North Korea personality cult spills to pitch

Fri 07 Mar, 07:00 AM


SEOUL (Reuters) - Hermit North Korea had no problems letting a visiting orchestra play the national anthem of its mortal enemy the United States, but to allow its people to hear the one from its other half, South Korea, at a football match is a step too far.

Analysts say the communist state, which considers the Korean peninsula a single nation whose southern half is temporarily adrift, is likely to call off hosting a March 26 World Cup qualifying match rather than accede to its neighbour's demand to raise its own flag and play its anthem.

"North Korea will never let something that goes against its 'one-Korea' principle to happen in Pyongyang, the heart of the country," said Yang Moo-jin, an expert on the North at the South's Institute for Far Eastern Studies at Kyungnam University.

The governments of the two Koreas have yet to sign a peace treaty to end their 1950-1953 war and each claims to be the rightful ruler of the entire peninsula.

In recent years, pragmatism has increasingly played a role in relations, not least because the North depends on its wealthy neighbour for aid, and they have staged joint sporting events.

Yang said North Korea allowed the New York Philharmonic to play the U.S. national anthem at an unprecedented concert in Pyongyang last week because it sees its ties with the United States as being state-to-state.

By contrast, the South Korean government is an impediment to its rule over the whole of Korea.

North Korea has proposed instead playing a folk song treasured on both sides of the border and flying a joint flag used when they marched together at the Olympic Games.

South Korean officials have called this unacceptable and appealed to football's governing body FIFA to force North Korea to bend to its demands. Seoul has in the past allowed the North to fly its flag and play its anthem when playing in the South.

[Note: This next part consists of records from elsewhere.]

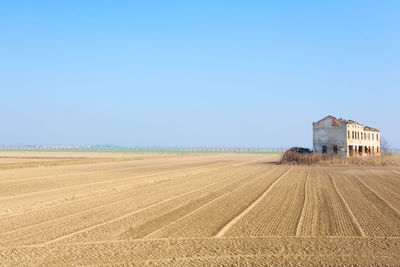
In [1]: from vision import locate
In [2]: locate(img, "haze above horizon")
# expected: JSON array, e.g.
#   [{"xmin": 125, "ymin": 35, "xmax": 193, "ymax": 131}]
[{"xmin": 1, "ymin": 1, "xmax": 399, "ymax": 148}]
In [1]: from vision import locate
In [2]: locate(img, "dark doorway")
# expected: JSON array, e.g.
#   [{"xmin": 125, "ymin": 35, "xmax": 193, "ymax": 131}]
[
  {"xmin": 358, "ymin": 146, "xmax": 362, "ymax": 156},
  {"xmin": 349, "ymin": 145, "xmax": 353, "ymax": 157},
  {"xmin": 333, "ymin": 145, "xmax": 338, "ymax": 154},
  {"xmin": 322, "ymin": 145, "xmax": 327, "ymax": 154}
]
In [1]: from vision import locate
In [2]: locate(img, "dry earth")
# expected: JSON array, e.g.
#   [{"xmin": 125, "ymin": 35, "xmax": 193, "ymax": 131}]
[{"xmin": 0, "ymin": 151, "xmax": 400, "ymax": 266}]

South Korean media is speculating the World Cup 2010 qualifier will end up being played in China.

GROUP BUSTER

It is the first time the two have been drawn to play in the same early qualifying group for the World Cup, where sides play home and away matches.

Displaying the South's flag and anthem in front of tens of thousands at a stadium in Pyongyang for a match likely broadcast on the North's official TV is too much for the its propaganda apparatus to bear, said Brian Myers, a specialist on the North's official culture at the South's Dongseo University.

Myers said North Korea's propaganda has had to adjust its message over the past several years and admit to its people that its rival to the South is the richer state.

The impoverished state compensates by saying the people of the South view the North's leader Kim Jong-il with deep respect and as the protector of the true Korean culture.

"The more the North Korean people find out about the higher living standard and the people, the more necessary it becomes for the propaganda apparatus to hammer home this point about the South Korean's love and respect for Kim Jong-il," he said.

"Their propaganda cannot handle the image of South Koreans appearing proud of the own national team, waving their own national flag in Pyongyang," he said.